A spokeswoman for the department said the performance-related award scheme for chief executives in commercial State companies was currently suspended as they had all voluntarily waived their bonuses.
Brendan Howlin announced in June of last year that he would review the current system of performance-related award schemes for chief executives of commercial State companies.
This would be carried out in conjunction with Ministers who have commercial State companies under their aegis.
The spokeswoman for the department said the Government had decided to keep the matter of bonuses under review.
A further report will be submitted to the Cabinet on the issue by the department before July.
As part of the process departments were asked for their views. In its submission the Department of Transport, Tourism and Sport said it favoured “the retention but tightening of performance-related pay schemes, particularly for a reduced level of award and subject to the achievement of highly challenging, measurable and published targets”.

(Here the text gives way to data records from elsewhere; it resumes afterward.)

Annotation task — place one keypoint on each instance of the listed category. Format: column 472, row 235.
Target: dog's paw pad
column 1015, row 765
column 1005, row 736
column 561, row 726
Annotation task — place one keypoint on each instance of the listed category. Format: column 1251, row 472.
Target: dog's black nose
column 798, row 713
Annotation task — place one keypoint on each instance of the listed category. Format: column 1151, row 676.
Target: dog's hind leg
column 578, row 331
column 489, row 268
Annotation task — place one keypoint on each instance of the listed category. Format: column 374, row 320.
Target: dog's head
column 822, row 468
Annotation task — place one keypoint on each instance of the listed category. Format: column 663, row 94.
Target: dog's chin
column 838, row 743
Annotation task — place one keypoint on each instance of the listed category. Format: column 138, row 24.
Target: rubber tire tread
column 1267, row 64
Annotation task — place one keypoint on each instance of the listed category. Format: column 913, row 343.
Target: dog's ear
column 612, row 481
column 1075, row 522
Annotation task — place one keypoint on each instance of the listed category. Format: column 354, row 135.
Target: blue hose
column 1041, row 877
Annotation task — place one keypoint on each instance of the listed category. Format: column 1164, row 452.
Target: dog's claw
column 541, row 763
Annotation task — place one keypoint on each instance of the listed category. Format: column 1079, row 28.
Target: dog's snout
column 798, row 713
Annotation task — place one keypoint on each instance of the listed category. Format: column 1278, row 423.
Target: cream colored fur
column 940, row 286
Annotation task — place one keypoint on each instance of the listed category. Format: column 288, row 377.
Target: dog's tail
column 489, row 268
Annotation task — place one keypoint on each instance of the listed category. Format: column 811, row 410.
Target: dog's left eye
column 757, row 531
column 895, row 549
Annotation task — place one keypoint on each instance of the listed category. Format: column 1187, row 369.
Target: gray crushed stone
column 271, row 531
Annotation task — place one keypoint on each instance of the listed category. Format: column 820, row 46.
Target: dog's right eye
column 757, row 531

It said given the substantially reduced salary levels the Government had set for new chief executives, the termination or modification of performance-related pay schemes would result in some receiving lower levels of remuneration than other senior managers.
“For example, under the existing Hay rates a chief executive in a medium-sized port company had the potential to earn €122,000 basic salary plus up to a 35 per cent performance award, giving a potential €164,000.
“If the performance-related pay schemes are terminated, a new chief executive in such a port company would receive a salary of €81,577. It is extremely likely that other senior managers in such companies would be on a higher level of remuneration.”
The Minister for Public Expenditure and Reform has no power over the pay of any staff in commercial State bodies other than chief executives.
However in April Mr Howlin wrote to all Ministers asking them to advise chairs of commercial State bodies that “cognisance be taken of Government policy on pay within the public sector when considering the remuneration of all future appointments of staff within the company”.